Medellin Mayor Anibal Gaviria on Thursday announced the construction of a third cable car line that will expand the city’s public transport facilities to the northwest of the city.
“We are going to construct the cable to Picacho, an old dream of the northwest of Medellin,” Gaviria told reporters.
The new line will be the fifth to connect impoverished neighborhoods located higher up the hills of Colombia’s second largest city. Medellin currently has two cable car lines.
The existing lines connect slums in the northeast and the west of the city to the metro lines going through the Aburra valley in which Medellin lies.

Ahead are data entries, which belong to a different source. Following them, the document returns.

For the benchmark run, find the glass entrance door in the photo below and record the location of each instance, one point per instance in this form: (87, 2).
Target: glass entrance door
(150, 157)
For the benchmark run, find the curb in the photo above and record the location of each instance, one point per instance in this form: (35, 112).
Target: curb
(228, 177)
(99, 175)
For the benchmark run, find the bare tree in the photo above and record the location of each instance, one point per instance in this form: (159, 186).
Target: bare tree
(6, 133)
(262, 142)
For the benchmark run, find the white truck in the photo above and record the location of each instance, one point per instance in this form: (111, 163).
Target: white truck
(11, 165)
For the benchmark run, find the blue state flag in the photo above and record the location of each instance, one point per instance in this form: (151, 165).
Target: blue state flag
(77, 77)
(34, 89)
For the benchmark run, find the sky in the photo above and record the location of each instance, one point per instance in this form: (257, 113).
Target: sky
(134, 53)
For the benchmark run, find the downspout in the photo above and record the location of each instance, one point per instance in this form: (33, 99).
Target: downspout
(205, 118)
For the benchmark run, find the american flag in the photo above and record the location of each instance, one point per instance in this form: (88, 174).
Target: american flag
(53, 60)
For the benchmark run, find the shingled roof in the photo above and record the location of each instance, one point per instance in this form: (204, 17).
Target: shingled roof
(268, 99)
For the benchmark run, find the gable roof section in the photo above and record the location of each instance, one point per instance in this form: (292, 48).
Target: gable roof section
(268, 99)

The mayor said the cost of the construction is expected to be $90 million, of which 40% will be paid for by the city government and the remaining 60% by the operator of the city’s metro system.
Ramiro Marquez, the director of the metro system, told press that the line will be little more than one and a half mile long and consist of some 94 cabins.
“We calculate that this ‘Metrocable’ will be used by some 45 thousand people daily,” said Marquez.
According to the mayor, the construction of the new cable cart line should be finished within two years.
Medellin, the only city in Colombia with a metro, has increasingly expanded access to its mass transit system since 2007 when the first cable car line was opened in the northwest of the city.
Since then, a second one was opened to connect the troubled Comuna 13 to the metro. A mass transit bus line was additionally added in 2012, while a second bus line that aims to decrease traffic to the center of the city is currently under construction.
Workers are also constructing a light-rail connection to the east of the city with cable cart connections to the neighborhoods up the western hills.